Scripted by Luc Besson and originally titled Danny The Dog, Unleashed is a fascinating attempt to fuse hardcore action and compassionate drama. It doesn't work, but you have to admire the ambition. Bloody mayhem meets family bonding in the story of Danny (Jet Li), an abandoned kung fu prodigy adopted as an infant by debt collector Bart (Bob Hoskins) and trained to act as a human Rottweiler. If a debtor won't pay, Danny's collar comes off and all hell breaks loose.

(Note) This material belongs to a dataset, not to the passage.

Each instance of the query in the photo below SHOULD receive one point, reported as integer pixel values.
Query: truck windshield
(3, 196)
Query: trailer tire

An innocent killing machine, Danny has no inkling of life outside his cage until he meets Sam (Morgan Freeman), a blind piano tuner. Escaping his master, Danny goes to live with Sam, and soon he's bonding with his kooky daughter (Kerry Condon). But Bart is still out there, and he wants his doggie back.

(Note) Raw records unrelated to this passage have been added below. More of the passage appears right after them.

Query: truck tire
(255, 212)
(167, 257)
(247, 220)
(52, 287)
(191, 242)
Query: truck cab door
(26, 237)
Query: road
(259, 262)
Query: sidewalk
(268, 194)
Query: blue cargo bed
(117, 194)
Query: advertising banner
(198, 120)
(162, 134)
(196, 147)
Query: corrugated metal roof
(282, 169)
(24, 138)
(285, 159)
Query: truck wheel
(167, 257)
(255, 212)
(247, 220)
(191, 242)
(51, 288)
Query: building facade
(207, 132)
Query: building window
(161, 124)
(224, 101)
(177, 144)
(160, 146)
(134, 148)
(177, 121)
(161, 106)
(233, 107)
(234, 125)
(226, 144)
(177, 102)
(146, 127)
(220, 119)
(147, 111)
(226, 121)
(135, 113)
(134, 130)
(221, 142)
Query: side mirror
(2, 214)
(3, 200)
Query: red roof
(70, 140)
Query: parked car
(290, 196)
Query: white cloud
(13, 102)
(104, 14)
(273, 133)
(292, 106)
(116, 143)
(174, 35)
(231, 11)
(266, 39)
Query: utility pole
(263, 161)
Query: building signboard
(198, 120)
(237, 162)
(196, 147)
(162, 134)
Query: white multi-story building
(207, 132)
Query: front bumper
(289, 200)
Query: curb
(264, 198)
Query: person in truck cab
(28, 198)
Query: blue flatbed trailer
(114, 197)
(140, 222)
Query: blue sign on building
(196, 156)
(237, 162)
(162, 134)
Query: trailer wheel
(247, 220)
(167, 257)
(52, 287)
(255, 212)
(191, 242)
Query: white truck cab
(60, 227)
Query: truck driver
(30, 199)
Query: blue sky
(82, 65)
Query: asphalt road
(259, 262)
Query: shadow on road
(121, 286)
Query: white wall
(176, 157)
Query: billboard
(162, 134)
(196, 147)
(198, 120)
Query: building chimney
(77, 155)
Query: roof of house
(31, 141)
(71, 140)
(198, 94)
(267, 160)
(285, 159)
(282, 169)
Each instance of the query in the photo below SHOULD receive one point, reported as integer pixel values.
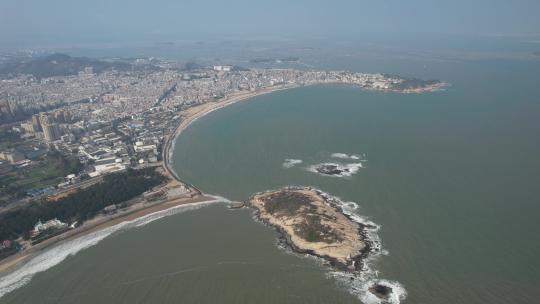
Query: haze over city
(375, 152)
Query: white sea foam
(291, 162)
(345, 156)
(53, 256)
(347, 170)
(358, 283)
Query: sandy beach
(192, 114)
(137, 206)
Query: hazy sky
(51, 21)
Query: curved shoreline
(192, 114)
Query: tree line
(82, 205)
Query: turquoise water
(452, 178)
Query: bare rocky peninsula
(311, 223)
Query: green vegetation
(60, 65)
(48, 171)
(80, 206)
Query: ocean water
(450, 177)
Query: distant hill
(60, 65)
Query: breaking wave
(345, 170)
(358, 283)
(345, 156)
(53, 256)
(291, 162)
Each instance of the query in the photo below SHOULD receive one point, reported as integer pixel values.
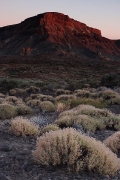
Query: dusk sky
(100, 14)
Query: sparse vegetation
(47, 106)
(22, 127)
(49, 127)
(13, 100)
(76, 151)
(89, 117)
(113, 142)
(22, 109)
(62, 106)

"LI BRILLIANTLY NAILS DANNY'S VULNERABILITY"
There's a lot to enjoy in Unleashed. The performances are better than we're used to from chopsocky cinema: Li, working with little dialogue, brilliantly nails Danny's combination of ferocity and vulnerability, and Condon is charmingly awkward as his muse. Best of all is Hoskins, gleefully perverting his furious cockney persona. Only Freeman falls flat - the angelic wisdom routine is getting awfully familiar.
Louis Leterrier, the man responsible for 2002's screamingly stupid thriller The Transporter, shoots his story in stylish, muted greys. The fights (choreographed by Matrix supremo Yuen Woo Ping) are inventively brutal. But the action template, which requires scraps of escalating brutality and sadism, doesn't sit well with the film's gooey mid-section. It's like watching two films at once.